Davalılar, davacının dayandığı senedin, kooperatif yöneticileri ... ve ...’ın zimmet açıklarını kapatmak için imzaladıkları hatır senedi olduğunu, senetteki imzanın kendilerine ait olduğunu, bu senetler karşılığında herhangi bir para veya mal almadıklarını savunarak, davanın reddini istemişlerdir.
Mahkemece, uyulmasına karar verilen bozma ilamı ve dosya kapsamına göre, takibin 15.02.2002 tanzim ve 30.09.2002 vade tarihli borç senedine dayandığı, asıl alacak ve işlemiş faizin hesap edildiği, bina bağış oranı takipte belirtilmediği için hesaplamada bu kalemin dikkate alınmadığı, her ne kadar davalılar imzalarını ikrar etmiş oldukları senet karşılığında herhangi bir mal veya para almadıklarını, takibe konu senedin hatır için düzenlenmiş olduğunu savunmuşlarsa da, bu şekildeki muvazaa iddiası ve davacının dayanağı senet karşısında HUMK"nun 290. maddesi gereği yazılı delil gösterilmesi zorunlu olduğundan ayrıca davalılar ile dava dışı kooperatif çalışanları arasındaki muvazaa sözleşmesinin davacıya karşı ileri sürülmesi mümkün olmadığından bu yazılı senet karşılığında davalıların savunmalarına itibar edilmediği gerekçesiyle davanın kısmen kabulü ile 2.227,50 TL asıl alacak ve 7.053,07 TL işlemiş faiz olmak üzere toplam 9.280,57 TL üzerinden takibin devamına, 3.712,22 TL inkâr tazminatının davalılardan tahsiline karar verilmiştir.
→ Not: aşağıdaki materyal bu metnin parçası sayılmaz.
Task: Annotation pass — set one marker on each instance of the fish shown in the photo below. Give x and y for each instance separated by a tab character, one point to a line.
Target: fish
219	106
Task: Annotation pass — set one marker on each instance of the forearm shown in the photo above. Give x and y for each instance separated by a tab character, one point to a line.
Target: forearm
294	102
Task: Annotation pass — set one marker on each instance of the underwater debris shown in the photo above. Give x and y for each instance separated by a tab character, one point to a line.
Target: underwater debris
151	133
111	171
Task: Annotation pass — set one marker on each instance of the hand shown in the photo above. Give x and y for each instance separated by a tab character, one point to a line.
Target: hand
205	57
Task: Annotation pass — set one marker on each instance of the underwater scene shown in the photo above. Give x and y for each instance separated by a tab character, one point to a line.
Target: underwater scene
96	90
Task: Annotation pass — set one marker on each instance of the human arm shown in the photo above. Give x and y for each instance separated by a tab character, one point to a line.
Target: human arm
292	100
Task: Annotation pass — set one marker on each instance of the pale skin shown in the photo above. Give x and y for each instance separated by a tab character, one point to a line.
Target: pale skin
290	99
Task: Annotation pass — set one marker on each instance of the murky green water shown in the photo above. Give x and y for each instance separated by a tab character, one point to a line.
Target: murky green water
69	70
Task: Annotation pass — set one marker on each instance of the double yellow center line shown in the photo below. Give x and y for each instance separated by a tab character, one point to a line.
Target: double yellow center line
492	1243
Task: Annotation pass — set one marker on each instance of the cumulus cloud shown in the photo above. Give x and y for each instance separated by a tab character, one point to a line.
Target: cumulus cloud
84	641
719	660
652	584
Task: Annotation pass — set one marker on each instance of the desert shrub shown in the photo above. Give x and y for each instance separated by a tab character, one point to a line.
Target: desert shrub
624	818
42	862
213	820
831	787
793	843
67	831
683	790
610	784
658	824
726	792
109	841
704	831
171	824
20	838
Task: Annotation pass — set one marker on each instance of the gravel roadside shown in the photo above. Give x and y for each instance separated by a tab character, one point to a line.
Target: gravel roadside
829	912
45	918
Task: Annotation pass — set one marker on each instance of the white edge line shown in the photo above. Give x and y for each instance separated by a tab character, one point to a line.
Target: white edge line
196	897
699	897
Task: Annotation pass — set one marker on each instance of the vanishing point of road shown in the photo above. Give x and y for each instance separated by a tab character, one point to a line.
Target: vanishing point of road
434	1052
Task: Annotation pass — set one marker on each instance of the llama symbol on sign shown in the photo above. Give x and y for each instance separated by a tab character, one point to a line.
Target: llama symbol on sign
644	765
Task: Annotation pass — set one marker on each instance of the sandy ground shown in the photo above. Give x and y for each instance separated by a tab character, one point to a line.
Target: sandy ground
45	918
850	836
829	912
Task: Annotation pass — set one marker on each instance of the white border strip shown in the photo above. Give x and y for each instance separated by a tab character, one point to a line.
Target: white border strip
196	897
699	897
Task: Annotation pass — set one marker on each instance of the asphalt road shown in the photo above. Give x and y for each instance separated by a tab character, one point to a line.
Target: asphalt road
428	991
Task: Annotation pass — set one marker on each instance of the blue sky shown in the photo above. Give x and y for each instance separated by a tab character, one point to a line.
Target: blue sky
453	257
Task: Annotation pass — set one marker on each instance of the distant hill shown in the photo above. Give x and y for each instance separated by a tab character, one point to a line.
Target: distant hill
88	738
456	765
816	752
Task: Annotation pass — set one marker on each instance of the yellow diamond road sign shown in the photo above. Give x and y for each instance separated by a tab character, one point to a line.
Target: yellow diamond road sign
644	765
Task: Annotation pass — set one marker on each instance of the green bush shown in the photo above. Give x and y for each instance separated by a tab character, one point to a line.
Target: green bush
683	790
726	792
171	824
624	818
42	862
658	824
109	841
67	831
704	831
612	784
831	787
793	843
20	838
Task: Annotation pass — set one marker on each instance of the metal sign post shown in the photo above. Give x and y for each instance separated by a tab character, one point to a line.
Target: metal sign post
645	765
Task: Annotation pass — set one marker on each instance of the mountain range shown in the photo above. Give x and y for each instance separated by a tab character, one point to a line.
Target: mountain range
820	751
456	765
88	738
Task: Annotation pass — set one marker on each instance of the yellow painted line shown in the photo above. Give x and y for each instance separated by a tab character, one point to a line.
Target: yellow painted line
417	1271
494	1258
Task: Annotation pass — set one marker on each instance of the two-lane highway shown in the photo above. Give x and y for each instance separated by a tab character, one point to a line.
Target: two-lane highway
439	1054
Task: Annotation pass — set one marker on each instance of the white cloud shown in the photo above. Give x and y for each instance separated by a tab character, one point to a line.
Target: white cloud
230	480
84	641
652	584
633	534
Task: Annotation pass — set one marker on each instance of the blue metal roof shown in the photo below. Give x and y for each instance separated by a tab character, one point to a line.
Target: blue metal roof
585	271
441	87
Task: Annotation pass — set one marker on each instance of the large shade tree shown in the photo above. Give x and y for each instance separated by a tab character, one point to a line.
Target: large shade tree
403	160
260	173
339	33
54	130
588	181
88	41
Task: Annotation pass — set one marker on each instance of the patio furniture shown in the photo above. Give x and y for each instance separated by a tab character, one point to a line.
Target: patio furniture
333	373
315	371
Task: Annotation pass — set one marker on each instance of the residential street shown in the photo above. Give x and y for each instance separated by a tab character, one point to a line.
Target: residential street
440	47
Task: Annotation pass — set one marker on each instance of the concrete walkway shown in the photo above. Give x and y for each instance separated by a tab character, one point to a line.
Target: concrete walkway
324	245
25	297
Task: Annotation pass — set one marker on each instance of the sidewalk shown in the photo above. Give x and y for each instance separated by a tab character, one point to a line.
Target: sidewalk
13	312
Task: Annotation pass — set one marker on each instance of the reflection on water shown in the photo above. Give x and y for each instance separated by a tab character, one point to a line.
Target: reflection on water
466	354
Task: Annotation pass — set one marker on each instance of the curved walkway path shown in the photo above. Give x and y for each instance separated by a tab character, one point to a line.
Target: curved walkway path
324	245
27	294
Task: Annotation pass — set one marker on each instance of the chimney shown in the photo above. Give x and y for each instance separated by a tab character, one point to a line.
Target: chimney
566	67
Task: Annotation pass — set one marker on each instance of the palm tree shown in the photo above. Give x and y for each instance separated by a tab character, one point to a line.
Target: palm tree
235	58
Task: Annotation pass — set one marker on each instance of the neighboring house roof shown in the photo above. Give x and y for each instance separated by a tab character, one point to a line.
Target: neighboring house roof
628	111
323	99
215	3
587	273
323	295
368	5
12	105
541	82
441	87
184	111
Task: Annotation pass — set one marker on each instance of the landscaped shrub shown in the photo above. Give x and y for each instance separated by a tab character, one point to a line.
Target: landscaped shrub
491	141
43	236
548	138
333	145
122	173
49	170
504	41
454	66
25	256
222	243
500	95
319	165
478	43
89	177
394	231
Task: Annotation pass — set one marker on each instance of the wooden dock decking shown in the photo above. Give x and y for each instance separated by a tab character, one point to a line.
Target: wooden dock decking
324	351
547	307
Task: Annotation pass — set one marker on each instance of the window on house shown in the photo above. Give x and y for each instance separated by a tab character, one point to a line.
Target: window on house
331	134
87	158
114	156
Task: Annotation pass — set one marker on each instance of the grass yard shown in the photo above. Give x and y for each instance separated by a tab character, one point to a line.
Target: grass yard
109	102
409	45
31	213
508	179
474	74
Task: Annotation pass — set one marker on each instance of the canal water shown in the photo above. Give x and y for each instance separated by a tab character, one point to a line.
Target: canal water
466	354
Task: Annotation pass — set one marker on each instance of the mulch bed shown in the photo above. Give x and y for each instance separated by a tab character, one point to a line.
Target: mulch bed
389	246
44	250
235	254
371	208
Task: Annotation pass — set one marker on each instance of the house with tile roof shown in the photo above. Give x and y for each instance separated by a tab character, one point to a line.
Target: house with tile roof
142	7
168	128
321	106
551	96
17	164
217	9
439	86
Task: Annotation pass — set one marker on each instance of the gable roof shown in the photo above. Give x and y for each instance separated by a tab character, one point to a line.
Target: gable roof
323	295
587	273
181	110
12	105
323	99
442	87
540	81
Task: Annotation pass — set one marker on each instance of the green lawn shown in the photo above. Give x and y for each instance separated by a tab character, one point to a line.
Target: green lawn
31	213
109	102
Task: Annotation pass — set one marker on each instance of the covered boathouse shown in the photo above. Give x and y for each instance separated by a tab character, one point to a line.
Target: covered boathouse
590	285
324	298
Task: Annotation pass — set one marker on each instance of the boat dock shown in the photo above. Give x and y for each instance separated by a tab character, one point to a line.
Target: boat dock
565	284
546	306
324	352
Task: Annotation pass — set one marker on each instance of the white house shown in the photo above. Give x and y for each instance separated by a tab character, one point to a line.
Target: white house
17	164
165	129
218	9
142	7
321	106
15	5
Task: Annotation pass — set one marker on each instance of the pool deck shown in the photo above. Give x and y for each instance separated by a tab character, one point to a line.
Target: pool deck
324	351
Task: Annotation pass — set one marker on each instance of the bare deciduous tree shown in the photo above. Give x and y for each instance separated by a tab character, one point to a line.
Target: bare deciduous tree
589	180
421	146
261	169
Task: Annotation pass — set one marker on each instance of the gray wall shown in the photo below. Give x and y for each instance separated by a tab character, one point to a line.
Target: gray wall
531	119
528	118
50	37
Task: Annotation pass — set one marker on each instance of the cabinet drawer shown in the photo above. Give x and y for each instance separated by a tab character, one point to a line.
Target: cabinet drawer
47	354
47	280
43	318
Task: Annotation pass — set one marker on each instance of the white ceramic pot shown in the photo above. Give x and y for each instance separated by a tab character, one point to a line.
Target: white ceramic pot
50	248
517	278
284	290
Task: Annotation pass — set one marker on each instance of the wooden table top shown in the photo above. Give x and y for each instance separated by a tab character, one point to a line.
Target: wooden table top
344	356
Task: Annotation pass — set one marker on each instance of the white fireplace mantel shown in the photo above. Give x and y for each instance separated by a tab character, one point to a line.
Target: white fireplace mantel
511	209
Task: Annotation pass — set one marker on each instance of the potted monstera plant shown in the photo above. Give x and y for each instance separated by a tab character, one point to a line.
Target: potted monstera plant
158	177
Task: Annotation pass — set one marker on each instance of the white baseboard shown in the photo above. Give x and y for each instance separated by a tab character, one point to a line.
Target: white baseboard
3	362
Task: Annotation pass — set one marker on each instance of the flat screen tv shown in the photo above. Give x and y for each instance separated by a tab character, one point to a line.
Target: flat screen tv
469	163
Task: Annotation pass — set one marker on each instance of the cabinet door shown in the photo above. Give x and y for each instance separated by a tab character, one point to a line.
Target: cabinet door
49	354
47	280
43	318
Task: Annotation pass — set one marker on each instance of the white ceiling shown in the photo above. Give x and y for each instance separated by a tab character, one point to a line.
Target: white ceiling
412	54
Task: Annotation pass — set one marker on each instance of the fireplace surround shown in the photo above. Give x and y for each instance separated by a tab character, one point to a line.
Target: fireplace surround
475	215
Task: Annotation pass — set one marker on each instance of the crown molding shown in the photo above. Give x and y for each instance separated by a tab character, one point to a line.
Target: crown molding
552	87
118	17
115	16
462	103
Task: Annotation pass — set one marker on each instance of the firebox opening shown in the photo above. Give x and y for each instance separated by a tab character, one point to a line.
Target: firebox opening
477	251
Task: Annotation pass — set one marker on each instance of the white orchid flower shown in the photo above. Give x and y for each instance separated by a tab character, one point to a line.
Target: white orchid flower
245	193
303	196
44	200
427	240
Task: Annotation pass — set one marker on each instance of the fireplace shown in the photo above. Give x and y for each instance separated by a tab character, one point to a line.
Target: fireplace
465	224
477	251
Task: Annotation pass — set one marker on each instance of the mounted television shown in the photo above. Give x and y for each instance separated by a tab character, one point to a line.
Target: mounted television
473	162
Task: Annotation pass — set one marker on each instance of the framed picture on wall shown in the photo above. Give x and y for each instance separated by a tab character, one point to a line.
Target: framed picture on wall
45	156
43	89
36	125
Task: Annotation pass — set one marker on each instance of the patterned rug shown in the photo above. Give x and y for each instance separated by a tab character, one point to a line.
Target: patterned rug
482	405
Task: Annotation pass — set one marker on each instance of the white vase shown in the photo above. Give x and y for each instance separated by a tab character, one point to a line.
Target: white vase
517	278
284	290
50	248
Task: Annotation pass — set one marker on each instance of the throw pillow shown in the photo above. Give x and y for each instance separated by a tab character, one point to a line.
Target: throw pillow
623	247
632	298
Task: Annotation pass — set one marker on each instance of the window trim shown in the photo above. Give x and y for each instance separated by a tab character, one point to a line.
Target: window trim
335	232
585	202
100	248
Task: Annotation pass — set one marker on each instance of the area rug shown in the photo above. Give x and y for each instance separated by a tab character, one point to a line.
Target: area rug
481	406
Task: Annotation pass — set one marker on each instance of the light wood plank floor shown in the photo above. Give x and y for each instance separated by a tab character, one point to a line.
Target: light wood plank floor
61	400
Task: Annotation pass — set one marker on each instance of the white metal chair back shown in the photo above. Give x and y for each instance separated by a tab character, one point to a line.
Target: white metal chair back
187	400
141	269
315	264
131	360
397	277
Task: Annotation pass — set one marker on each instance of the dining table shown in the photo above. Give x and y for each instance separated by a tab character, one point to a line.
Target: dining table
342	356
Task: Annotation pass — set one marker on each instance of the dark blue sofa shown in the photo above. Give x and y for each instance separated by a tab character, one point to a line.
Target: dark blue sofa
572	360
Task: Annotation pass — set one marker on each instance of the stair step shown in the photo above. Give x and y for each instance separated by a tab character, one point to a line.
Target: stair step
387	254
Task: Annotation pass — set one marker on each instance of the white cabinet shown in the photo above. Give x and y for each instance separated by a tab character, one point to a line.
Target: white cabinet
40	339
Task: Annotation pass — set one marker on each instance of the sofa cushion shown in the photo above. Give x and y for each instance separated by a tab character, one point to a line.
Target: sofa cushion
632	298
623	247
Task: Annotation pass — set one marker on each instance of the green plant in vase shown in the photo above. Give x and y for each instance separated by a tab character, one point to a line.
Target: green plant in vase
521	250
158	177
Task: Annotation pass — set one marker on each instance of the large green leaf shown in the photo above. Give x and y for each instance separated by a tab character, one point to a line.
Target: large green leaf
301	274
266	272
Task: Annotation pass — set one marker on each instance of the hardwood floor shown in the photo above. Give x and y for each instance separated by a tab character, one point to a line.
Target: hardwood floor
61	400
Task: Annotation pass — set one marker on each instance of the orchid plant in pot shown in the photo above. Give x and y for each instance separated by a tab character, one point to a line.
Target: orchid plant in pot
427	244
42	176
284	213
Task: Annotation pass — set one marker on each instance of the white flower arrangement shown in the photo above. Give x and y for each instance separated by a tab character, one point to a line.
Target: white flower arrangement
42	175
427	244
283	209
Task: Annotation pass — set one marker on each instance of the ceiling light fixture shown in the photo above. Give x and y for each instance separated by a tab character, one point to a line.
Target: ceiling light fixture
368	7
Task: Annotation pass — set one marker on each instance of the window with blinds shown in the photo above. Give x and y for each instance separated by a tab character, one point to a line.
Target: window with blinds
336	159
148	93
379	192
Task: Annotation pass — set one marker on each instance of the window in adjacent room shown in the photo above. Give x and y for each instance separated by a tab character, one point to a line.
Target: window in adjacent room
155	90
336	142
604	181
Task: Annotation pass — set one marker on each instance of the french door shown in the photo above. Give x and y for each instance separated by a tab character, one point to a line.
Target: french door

Kararı, davalılar temyiz etmiştir.
Dosyadaki yazılara, mahkemece uyulan bozma kararı gereğince hüküm verilmiş olmasına ve bozmanın kapsamı dışında kesinleşmiş olan yönlere ilişkin temyiz itirazları incelenemeyeceğine göre, davalıların tüm temyiz itirazları yerinde değildir.
SONUÇ: Yukarıda açıklanan nedenlerle, davalıların tüm temyiz itirazlarının reddiyle usul ve kanuna uygun bulunan hükmün ONANMASINA, aşağıda yazılı onama harcının temyiz edenden alınmasına, 04.10.2011 gününde oybirliğiyle karar verildi.